I'm using Parallel.ForEach
and it's hugely improving the performance of my code, but I'm curious about DbContext
with multiple threads. I know it's not thread safe so I'm using locks where I need to.
The loop iterates over a dictionary and calculates statistics:
Dictionary<string, List<decimal>> decimalStats = new Dictionary<string, List<decimal>>(); // this gets populated in another irrelevant loop
List<ComparativeStatistic> comparativeStats = db.ComparativeStatistics.ToList();
var statLock = new object();
Parallel.ForEach(decimalStats, entry =>
{
List<decimal> vals = ((List<decimal>)entry.Value).ToList();
if (vals.Count > 0)
{
string[] ids = entry.Key.Split('#');
int questionId = int.Parse(ids[0]);
int yearId = int.Parse(ids[1]);
int adjacentYearId = int.Parse(ids[2]);
var stat = comparativeStats.Where(l => l.QuestionID == questionId && l.YearID == yearId && l.AdjacentYearID == adjacentYearId).FirstOrDefault();
if (stat == null)
{
stat = new ComparativeStatistic();
stat.QuestionnaireQuestionID = questionId;
stat.FinancialYearID = yearId;
stat.AdjacentFinancialYearID = adjacentYearId;
stat.CurrencyID = currencyId;
stat.IndustryID = industryId;
lock (statLock) { db.ComparativeStatistics.Add(stat); }
}
stat.TimeStamp = DateTime.Now;
decimal total = 0M;
decimal? mean = null;
foreach (var val in vals)
{
total += val;
}
mean = Decimal.Round((total / vals.Count), 2, MidpointRounding.AwayFromZero);
stat.Mean = mean;
}
});
db.SaveChanges();
My question: Why do I only need the lock when I'm adding something to the database? If stat
is never null - if there's always already a database entry for it - I can run this loop without a lock with no problems, and the database gets updated as intended.

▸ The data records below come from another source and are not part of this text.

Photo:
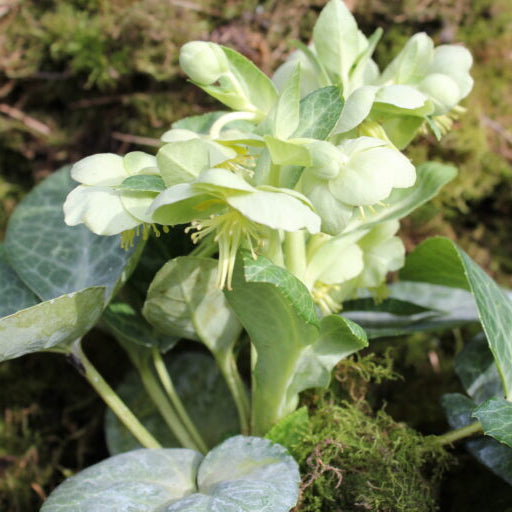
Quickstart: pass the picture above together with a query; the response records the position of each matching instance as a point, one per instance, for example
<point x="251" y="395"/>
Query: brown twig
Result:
<point x="28" y="121"/>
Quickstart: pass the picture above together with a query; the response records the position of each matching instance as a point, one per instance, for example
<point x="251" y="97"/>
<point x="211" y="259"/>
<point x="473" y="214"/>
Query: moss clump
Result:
<point x="354" y="460"/>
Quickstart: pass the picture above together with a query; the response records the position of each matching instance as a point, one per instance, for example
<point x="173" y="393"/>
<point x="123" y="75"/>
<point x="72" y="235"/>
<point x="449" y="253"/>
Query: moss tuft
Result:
<point x="354" y="460"/>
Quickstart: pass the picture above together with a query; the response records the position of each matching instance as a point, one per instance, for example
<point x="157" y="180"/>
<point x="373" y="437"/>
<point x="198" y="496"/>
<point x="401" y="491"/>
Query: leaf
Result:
<point x="246" y="474"/>
<point x="294" y="351"/>
<point x="413" y="307"/>
<point x="50" y="325"/>
<point x="15" y="295"/>
<point x="144" y="183"/>
<point x="319" y="113"/>
<point x="476" y="369"/>
<point x="496" y="456"/>
<point x="201" y="388"/>
<point x="183" y="300"/>
<point x="255" y="89"/>
<point x="143" y="480"/>
<point x="431" y="261"/>
<point x="286" y="111"/>
<point x="125" y="323"/>
<point x="430" y="178"/>
<point x="52" y="258"/>
<point x="243" y="474"/>
<point x="338" y="338"/>
<point x="495" y="415"/>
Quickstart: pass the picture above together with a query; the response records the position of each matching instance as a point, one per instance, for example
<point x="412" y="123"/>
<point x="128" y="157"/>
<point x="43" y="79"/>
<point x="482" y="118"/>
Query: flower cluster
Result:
<point x="299" y="168"/>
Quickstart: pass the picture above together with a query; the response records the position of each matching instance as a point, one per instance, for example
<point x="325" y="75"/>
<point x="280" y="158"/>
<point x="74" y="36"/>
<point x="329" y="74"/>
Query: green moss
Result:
<point x="354" y="460"/>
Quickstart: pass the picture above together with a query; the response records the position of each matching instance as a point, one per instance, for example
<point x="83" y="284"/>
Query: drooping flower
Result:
<point x="359" y="173"/>
<point x="105" y="201"/>
<point x="222" y="204"/>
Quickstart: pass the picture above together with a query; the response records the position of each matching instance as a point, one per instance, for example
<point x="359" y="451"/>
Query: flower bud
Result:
<point x="203" y="62"/>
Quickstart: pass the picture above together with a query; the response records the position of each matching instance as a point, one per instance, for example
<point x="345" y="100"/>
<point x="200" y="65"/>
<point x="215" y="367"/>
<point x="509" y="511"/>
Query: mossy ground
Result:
<point x="84" y="76"/>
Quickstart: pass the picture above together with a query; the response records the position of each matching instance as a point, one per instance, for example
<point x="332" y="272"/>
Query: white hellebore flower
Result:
<point x="104" y="201"/>
<point x="360" y="172"/>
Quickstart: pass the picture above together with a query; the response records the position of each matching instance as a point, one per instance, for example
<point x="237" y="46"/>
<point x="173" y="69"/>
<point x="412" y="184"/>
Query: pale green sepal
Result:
<point x="100" y="209"/>
<point x="336" y="39"/>
<point x="182" y="162"/>
<point x="143" y="183"/>
<point x="356" y="109"/>
<point x="137" y="161"/>
<point x="254" y="91"/>
<point x="430" y="178"/>
<point x="51" y="325"/>
<point x="290" y="152"/>
<point x="319" y="113"/>
<point x="310" y="79"/>
<point x="277" y="210"/>
<point x="103" y="169"/>
<point x="181" y="204"/>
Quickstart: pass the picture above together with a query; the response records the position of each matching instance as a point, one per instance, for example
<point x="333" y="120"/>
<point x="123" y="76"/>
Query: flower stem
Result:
<point x="295" y="253"/>
<point x="460" y="433"/>
<point x="169" y="388"/>
<point x="167" y="411"/>
<point x="111" y="398"/>
<point x="229" y="370"/>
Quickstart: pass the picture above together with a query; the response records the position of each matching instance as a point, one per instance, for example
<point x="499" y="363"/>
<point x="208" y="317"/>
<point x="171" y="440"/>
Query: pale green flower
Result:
<point x="234" y="212"/>
<point x="358" y="173"/>
<point x="203" y="62"/>
<point x="102" y="202"/>
<point x="337" y="267"/>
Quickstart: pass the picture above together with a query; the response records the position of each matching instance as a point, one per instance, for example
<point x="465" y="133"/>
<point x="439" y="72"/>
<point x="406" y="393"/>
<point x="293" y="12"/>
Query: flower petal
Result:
<point x="103" y="169"/>
<point x="181" y="204"/>
<point x="99" y="208"/>
<point x="137" y="203"/>
<point x="137" y="161"/>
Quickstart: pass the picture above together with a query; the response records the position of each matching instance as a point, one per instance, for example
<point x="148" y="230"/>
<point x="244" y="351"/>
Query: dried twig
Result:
<point x="28" y="121"/>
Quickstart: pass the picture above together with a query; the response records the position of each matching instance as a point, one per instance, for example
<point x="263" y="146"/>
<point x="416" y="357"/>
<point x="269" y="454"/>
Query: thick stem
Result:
<point x="169" y="388"/>
<point x="460" y="433"/>
<point x="110" y="397"/>
<point x="295" y="253"/>
<point x="168" y="413"/>
<point x="236" y="386"/>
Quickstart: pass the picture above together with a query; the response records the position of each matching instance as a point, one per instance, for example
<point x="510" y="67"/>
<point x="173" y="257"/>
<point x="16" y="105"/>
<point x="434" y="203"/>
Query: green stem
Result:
<point x="295" y="253"/>
<point x="236" y="386"/>
<point x="168" y="413"/>
<point x="111" y="398"/>
<point x="169" y="388"/>
<point x="460" y="433"/>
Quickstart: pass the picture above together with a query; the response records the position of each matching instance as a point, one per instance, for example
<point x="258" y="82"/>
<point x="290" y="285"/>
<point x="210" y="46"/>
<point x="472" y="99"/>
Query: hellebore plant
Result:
<point x="298" y="191"/>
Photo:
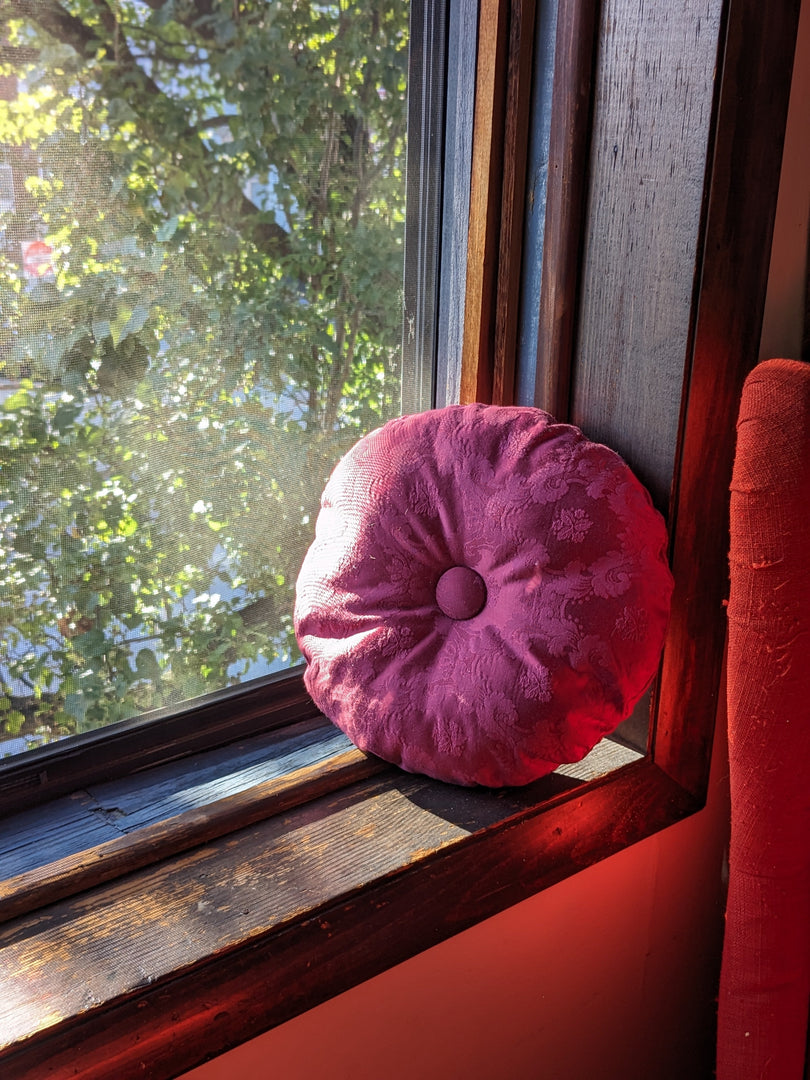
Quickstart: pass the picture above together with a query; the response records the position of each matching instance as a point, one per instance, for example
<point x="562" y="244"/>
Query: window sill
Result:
<point x="159" y="970"/>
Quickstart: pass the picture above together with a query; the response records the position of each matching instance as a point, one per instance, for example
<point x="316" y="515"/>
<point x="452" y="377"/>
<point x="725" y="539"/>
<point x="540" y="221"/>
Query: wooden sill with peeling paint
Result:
<point x="159" y="919"/>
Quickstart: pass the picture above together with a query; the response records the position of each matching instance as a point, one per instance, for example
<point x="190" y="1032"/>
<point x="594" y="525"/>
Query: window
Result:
<point x="418" y="862"/>
<point x="203" y="244"/>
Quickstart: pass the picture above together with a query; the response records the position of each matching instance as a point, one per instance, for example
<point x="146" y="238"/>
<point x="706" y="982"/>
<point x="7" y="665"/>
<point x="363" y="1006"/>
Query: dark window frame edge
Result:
<point x="742" y="188"/>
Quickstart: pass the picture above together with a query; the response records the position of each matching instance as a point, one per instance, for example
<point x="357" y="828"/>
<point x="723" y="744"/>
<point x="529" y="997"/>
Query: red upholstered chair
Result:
<point x="765" y="983"/>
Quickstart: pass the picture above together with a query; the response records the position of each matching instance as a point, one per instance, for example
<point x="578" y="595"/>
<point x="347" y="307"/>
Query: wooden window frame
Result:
<point x="412" y="882"/>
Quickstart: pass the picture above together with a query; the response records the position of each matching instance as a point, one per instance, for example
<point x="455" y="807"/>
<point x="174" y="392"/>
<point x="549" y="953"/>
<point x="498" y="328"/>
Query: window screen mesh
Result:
<point x="202" y="212"/>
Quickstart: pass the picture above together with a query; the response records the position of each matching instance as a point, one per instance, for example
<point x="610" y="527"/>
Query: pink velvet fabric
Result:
<point x="765" y="982"/>
<point x="486" y="595"/>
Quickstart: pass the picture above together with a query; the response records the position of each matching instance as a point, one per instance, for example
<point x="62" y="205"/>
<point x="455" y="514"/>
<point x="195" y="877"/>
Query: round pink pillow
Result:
<point x="486" y="595"/>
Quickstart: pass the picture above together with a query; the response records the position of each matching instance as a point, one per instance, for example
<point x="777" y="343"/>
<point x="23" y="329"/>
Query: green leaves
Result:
<point x="223" y="191"/>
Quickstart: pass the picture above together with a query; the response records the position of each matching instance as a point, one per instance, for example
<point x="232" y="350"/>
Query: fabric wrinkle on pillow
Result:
<point x="486" y="595"/>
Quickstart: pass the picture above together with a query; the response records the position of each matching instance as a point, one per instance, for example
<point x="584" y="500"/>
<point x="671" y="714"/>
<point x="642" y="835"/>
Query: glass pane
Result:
<point x="202" y="212"/>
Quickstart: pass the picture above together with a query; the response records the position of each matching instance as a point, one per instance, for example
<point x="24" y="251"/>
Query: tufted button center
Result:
<point x="460" y="592"/>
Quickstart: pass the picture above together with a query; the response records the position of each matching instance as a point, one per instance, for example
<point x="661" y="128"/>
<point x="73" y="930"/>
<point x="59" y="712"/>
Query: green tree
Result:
<point x="221" y="185"/>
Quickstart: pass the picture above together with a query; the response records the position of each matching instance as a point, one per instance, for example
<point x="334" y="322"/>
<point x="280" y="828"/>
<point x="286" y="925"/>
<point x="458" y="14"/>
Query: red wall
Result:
<point x="610" y="974"/>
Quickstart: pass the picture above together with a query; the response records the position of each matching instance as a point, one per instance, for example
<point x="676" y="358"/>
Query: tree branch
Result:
<point x="142" y="93"/>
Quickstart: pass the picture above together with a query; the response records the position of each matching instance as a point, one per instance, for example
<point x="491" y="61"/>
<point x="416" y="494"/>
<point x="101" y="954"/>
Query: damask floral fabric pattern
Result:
<point x="571" y="554"/>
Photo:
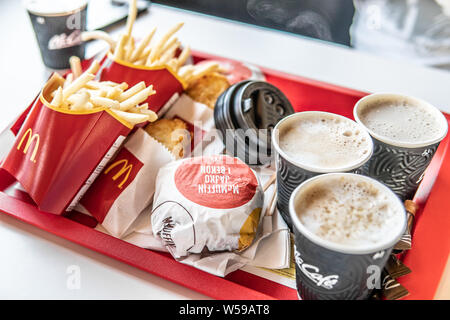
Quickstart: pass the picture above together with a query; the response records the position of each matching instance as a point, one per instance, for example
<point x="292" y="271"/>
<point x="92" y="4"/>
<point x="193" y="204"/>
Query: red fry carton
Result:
<point x="58" y="153"/>
<point x="167" y="84"/>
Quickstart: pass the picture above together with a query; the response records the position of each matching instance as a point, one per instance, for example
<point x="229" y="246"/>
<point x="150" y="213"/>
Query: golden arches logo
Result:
<point x="30" y="138"/>
<point x="125" y="168"/>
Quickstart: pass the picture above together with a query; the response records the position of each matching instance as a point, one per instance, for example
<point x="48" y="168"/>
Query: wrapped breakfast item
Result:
<point x="173" y="134"/>
<point x="209" y="203"/>
<point x="208" y="88"/>
<point x="127" y="183"/>
<point x="73" y="129"/>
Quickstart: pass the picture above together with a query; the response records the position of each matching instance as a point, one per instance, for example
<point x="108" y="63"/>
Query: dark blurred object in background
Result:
<point x="320" y="19"/>
<point x="414" y="30"/>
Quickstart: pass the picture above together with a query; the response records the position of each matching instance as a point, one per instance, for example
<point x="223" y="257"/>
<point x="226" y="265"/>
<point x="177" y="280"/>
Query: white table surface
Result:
<point x="35" y="264"/>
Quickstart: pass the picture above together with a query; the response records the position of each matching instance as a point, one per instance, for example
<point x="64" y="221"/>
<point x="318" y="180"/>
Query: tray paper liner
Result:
<point x="165" y="81"/>
<point x="126" y="185"/>
<point x="58" y="153"/>
<point x="270" y="248"/>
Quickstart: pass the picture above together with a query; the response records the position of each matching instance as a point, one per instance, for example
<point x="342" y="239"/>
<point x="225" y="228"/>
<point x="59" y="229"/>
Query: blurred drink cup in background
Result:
<point x="58" y="26"/>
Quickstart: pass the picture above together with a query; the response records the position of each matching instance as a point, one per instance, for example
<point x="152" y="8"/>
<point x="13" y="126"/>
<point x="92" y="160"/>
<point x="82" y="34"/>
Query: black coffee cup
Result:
<point x="58" y="26"/>
<point x="400" y="165"/>
<point x="291" y="173"/>
<point x="327" y="270"/>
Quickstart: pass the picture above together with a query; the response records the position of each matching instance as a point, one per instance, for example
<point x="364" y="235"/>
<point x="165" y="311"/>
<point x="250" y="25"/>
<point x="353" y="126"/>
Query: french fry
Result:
<point x="68" y="80"/>
<point x="203" y="70"/>
<point x="152" y="116"/>
<point x="57" y="99"/>
<point x="173" y="64"/>
<point x="119" y="52"/>
<point x="105" y="102"/>
<point x="99" y="35"/>
<point x="123" y="86"/>
<point x="77" y="84"/>
<point x="156" y="51"/>
<point x="94" y="67"/>
<point x="132" y="91"/>
<point x="129" y="48"/>
<point x="75" y="66"/>
<point x="132" y="14"/>
<point x="136" y="99"/>
<point x="144" y="55"/>
<point x="168" y="54"/>
<point x="184" y="55"/>
<point x="142" y="106"/>
<point x="142" y="45"/>
<point x="79" y="101"/>
<point x="114" y="92"/>
<point x="132" y="118"/>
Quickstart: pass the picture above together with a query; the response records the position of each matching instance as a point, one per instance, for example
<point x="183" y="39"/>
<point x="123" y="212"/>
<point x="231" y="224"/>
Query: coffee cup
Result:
<point x="311" y="143"/>
<point x="406" y="132"/>
<point x="58" y="26"/>
<point x="345" y="226"/>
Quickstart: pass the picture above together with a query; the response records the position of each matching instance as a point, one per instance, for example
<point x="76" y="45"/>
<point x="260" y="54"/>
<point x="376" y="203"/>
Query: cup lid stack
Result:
<point x="242" y="111"/>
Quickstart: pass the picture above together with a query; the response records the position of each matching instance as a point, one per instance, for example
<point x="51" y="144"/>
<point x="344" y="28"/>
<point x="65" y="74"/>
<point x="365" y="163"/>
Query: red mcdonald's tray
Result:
<point x="430" y="237"/>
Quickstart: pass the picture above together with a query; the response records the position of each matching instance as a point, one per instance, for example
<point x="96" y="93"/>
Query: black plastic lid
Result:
<point x="246" y="114"/>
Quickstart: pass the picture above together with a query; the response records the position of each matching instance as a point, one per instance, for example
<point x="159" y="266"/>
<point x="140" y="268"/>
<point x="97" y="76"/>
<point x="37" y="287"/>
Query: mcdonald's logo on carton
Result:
<point x="110" y="184"/>
<point x="28" y="137"/>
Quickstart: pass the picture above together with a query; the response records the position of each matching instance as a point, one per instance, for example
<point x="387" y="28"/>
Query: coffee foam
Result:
<point x="349" y="211"/>
<point x="325" y="141"/>
<point x="401" y="120"/>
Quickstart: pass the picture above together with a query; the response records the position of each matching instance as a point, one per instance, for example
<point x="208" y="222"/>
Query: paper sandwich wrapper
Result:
<point x="58" y="153"/>
<point x="126" y="185"/>
<point x="271" y="246"/>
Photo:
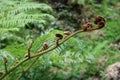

If stat
is null for a particular loop and I don't have the lock there, a System.AggregateException
gets thrown.
edit1: I've tried opening a new connection to the database each time instead of using lock
, which also works when adding to the database (identical to the loop above, I've added comments where it differs):
Parallel.ForEach(decimalStats, entry =>
{
List<decimal> vals = ((List<decimal>)entry.Value).ToList();
if (vals.Count > 0)
{
using (var dbThread = new PDBContext()) // new db connection
{
string[] ids = entry.Key.Split('#');
int questionId = int.Parse(ids[0]);
int yearId = int.Parse(ids[1]);
int adjacentYearId = int.Parse(ids[2]);
var stat = comparativeStats.Where(l => l.QuestionID == questionId && l.YearID == yearId && l.AdjacentYearID == adjacentYearId).FirstOrDefault();
if (stat == null)
{
stat = new ComparativeStatistic();
stat.QuestionnaireQuestionID = questionId;
stat.FinancialYearID = yearId;
stat.AdjacentFinancialYearID = adjacentYearId;
stat.CurrencyID = currencyId;
stat.IndustryID = industryId;
dbThread.ComparativeStatistics.Add(stat); // no need for a lock
}
stat.TimeStamp = DateTime.Now;
decimal total = 0M;
decimal? mean = null;
foreach (var val in vals)
{
total += val;
}
mean = Decimal.Round((total / vals.Count), 2, MidpointRounding.AwayFromZero);
stat.Mean = mean;
dbThread.SaveChanges(); // save
}
}
});
Is this safe to do? I'm sure Entity Framework's connection pooling is smart enough but I'm wondering if I should add any parameters to limit the number of threads/connections.